The most important Feasts of the Orthodox Church and the sacred events for which specific colors of vestments have been established, can be united into six basic groups.

  1. The group of Feasts and days commemorating Our Lord Jesus Christ, the Prophets, the Apostles and the Holy Hierarchs. Vestment color: Gold (yellow) of all shades.
     
  2. The group of Feasts and days commemorating the Most Holy Mother of God, the Bodiless Powers and Virgins. Vestment color: Light Blue and White.
     
  3. The group of Feasts and days commemorating the Cross of Our Lord. Vestment color: Purple or Dark Red.
     
  4. The group of Feasts and days commemorating Martyrs. Vestment color: Red. [On Great and Holy Thursday, Dark Red vestments are worn, even though the church is still covered with black and the Holy (Altar) Table is covered with a white cloth.
     
  5. The group of Feasts and days commemorating Monastic Saints, Ascetics and Fools for Christ. Vestment color: Green. The Entrance of Our Lord into Jerusalem (Palm Sunday), Holy Trinity Day (Pentecost) and Holy Spirit Day (Monday after Pentecost) are, as a rule, celebrated in Green vestments of all shades.
     
  6. During the Lenten periods, the vestment colors are: Dark Blue, Purple, Dark Green, Dark Red and Black. This last color is used essentially for the days of Great Lent. During the first week of that Lent and on the weekdays of the following weeks, the vestment color is Black. On Sundays and feast-days of this period, the vestments are of a dark color with Gold or colored ornaments.

Funerals, as a rule, are done in White vestments. In earlier times, there were no Black vestments in the Orthodox Church, although the everyday clothing of the clergy, especially the Monastics, was Black. In ancient times, both in the Greek and in the Russian Churches, the clergy wore, according to the Typikon, "Crimson Vestments": Dark (Blood) Red vestments. In Russia, it was first proposed to the clergy of Saint Petersburg to wear Black Vestments, if possible, to participate in the Funeral of Emperor Peter II [1821]. From that time on, Black Vestments became customary for Funerals and the weekday Services of Great Lent.

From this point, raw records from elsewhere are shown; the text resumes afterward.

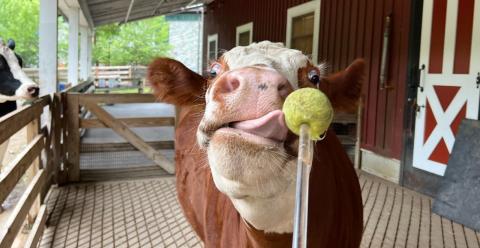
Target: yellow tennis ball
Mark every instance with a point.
(308, 106)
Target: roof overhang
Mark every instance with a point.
(101, 12)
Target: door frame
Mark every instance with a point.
(411, 177)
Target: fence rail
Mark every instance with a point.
(41, 157)
(122, 74)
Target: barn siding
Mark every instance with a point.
(349, 29)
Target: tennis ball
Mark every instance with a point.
(308, 106)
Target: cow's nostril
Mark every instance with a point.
(230, 84)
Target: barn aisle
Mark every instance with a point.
(145, 213)
(138, 213)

Also, please note that there are two shades of red which are worn liturgically; dark red for Lenten periods, to signify the blood of Martyrs, and on Holy Thursday - the symbolism of the color of blood is evident - and bright red, worn in some places in the Russian Church at Liturgy on Pascha and on the Nativity of the Lord. The words for 'red' and 'beauty' being the same in the Russian language, bright red is worn as the sign of supreme joy. In some places, where the changeover to black was not 'legislatable,' dark red or blood red continues to be worn as THE Lenten color - in the Ukrainian Church, notably.